The vote or lack thereof on the motion to allow liquor by the drink to be put on the ballot by the LaFayette city council on August 11, 2014, was a travesty, but not for the reasons that you might think. The real motion on the table at the council meeting had nothing to do with voting in liquor by the drink but rather, do we (the council) want to give the citizens their right to decide for themselves whether they want to make this change or not? Do we (the city council) want to give our constituents the right to vote?
The answer to that question was unabashedly no on August 11.
Every other municipality in the area as well as the county have given their citizenry the right to make this decision and for the most part they have voted to allow it, including the tiny city of Lyerly. This leaves LaFayette an island unto itself and the ultimate economic repercussions of this situation will be felt by all whether you are personally for or against the consumption of liquor. It is already obvious to those in the downtown area. A year ago, new businesses were opening, people were coming into town to visit and parking was actually a problem. This is no longer the case this year and unfortunately if measures are not taken to turn the tide, I fear many more businesses will be leaving, not to be replaced. This is not solely an opinion, but has also been provided in fact by consultants to the city.

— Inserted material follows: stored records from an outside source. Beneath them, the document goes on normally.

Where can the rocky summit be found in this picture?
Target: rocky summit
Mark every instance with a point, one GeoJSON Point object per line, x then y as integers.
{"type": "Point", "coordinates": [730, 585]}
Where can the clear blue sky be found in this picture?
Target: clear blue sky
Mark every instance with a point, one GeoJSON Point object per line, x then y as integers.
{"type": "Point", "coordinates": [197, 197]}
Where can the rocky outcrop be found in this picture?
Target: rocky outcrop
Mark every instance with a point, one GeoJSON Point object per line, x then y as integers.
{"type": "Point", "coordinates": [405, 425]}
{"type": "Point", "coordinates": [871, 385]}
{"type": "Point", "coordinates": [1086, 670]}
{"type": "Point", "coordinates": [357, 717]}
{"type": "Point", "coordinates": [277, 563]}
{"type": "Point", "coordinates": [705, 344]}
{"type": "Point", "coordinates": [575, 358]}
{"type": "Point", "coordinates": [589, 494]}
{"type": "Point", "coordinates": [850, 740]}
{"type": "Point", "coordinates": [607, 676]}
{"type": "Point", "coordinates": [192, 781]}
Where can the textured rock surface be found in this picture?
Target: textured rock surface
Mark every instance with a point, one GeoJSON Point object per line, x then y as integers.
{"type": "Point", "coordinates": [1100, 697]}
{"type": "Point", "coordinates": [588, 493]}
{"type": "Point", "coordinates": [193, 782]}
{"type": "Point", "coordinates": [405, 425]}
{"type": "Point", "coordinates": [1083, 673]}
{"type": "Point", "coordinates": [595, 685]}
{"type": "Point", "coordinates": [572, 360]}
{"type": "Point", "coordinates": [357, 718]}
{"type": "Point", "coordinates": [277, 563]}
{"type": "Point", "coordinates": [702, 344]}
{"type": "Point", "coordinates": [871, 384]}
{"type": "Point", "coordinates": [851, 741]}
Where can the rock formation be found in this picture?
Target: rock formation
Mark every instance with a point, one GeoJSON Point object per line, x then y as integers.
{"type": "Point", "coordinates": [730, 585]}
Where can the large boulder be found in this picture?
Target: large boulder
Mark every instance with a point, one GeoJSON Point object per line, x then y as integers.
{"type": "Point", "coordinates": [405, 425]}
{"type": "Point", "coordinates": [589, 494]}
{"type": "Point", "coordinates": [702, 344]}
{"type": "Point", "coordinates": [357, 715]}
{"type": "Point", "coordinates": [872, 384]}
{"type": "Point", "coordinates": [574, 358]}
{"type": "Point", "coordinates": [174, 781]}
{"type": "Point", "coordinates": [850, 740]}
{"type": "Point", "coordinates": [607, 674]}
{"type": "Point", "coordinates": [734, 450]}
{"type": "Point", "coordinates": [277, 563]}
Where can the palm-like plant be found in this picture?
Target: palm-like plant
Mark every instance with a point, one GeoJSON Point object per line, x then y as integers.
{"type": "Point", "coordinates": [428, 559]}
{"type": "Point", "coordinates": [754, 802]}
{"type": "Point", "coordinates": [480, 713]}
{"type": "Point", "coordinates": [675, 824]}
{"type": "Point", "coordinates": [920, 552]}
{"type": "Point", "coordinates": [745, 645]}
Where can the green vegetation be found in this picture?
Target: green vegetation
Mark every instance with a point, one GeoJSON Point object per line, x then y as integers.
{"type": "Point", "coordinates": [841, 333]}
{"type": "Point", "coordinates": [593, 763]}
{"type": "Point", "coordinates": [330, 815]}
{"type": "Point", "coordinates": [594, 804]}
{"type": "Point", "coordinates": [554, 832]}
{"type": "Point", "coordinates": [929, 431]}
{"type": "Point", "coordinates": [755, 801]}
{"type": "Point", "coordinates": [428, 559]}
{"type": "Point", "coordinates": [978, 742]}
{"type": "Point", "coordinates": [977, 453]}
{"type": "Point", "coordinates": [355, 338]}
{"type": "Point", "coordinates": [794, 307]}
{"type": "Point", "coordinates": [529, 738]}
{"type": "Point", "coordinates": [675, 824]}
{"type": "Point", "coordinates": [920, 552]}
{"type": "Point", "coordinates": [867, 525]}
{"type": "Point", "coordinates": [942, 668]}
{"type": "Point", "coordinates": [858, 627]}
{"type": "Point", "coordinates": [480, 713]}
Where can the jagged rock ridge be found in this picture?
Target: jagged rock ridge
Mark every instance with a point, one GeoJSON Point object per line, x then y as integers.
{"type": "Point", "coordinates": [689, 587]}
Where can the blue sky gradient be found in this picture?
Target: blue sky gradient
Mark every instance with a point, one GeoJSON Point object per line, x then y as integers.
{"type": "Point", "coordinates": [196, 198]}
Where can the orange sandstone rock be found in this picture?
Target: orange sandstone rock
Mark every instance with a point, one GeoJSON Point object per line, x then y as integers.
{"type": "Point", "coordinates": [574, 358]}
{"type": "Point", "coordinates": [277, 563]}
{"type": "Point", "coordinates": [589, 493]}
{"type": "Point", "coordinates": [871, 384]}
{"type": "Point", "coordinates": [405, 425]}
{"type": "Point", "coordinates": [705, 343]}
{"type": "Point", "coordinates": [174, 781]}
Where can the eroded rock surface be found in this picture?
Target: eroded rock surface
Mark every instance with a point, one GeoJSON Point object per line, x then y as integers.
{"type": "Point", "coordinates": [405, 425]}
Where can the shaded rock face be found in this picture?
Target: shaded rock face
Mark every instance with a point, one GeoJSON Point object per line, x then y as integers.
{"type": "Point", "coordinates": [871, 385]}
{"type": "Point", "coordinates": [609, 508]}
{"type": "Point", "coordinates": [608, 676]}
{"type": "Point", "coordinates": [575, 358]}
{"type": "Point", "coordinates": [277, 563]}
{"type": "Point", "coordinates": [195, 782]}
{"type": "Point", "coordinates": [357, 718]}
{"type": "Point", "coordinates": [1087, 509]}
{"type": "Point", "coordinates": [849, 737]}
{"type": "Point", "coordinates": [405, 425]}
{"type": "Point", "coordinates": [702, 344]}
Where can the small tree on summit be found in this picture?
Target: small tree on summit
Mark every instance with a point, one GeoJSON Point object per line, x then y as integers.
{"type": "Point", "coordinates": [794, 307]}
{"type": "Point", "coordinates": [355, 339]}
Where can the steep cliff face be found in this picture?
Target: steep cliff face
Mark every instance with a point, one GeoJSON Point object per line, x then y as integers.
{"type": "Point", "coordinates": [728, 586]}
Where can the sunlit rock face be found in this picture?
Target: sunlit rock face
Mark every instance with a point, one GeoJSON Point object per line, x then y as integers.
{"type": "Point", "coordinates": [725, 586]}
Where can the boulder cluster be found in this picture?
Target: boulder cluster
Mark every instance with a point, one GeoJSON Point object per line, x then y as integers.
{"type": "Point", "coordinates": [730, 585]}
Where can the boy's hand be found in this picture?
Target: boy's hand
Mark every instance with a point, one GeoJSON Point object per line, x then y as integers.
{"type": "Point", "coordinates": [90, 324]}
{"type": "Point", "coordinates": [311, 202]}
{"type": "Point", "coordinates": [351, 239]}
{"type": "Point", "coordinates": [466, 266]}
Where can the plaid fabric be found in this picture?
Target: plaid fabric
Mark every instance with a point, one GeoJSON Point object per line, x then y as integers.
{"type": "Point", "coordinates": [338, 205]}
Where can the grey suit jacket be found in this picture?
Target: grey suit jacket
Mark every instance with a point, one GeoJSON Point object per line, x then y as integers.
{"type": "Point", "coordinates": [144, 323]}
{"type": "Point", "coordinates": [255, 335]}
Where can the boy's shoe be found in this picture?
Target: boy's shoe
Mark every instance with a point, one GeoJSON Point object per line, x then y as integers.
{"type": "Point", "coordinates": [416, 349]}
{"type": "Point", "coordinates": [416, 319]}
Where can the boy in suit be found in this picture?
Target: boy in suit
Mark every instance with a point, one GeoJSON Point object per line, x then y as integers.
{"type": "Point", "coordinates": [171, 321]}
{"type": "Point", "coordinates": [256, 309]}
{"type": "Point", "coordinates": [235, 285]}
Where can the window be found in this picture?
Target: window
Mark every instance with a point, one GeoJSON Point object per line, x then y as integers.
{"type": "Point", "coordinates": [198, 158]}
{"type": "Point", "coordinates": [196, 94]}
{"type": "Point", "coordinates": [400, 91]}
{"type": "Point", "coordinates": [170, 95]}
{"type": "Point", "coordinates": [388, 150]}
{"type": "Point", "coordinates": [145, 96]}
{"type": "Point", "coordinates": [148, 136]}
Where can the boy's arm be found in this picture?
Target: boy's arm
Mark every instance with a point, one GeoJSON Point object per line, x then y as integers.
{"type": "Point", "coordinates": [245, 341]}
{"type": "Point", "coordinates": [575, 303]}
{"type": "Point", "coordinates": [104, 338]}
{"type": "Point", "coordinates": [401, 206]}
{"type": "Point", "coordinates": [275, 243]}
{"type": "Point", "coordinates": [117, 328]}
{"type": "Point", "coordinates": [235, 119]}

The city has already gained a reputation as being business unfriendly. It has now embarked on a mission to appear citizen unfriendly. Neither position will encourage growth, business or help its population.
Now several reasons were given for this ranging from “it is not the time” to a statement by councilman Bradford indicating that there were still problems with the wine and beer ordinance. I know personally that councilman Bradford as well as the majority of council were made aware of this several years ago when One-Eleven opened as well as when Chattanooga Street Tavern opened. So the question is, what have you been doing for the past three years? You have known that it has been an issue but have done nothing to rectify the situation.
The question of morality and liquor in LaFayette is not even debatable. It is here. People do consume and purchase it (although the revenue goes elsewhere). Liquor is present and used in restaurants and bakeries in town. It is served and consumed at venues, including those too close to a church, housing authority or recreation center according to the beer and wine ordinance. The hypocrisy is that while council is concerned about the legitimate sale of alcohol, it remains unfazed by the sale and use of illegal drugs, bootleg alcohol and even prostitution within a stone’s throw from our local churches.
The real reason for not allowing the public to vote on this referendum? The fear that the public might make a decision contrary to some members of council's agenda.
Perhaps if the council would focus on what it is elected to do, legislation, and leave adjudication to the judges, department management to the city manager, and the democratic process to the voters, they could focus on the task they have been given and possibly give the city a chance at prosperity.
The bottom line is that council is elected to represent and serve the people, not usurp their rights due to incompetence, inconvenience, or personal agenda. They should lead the city forward or get out of the way.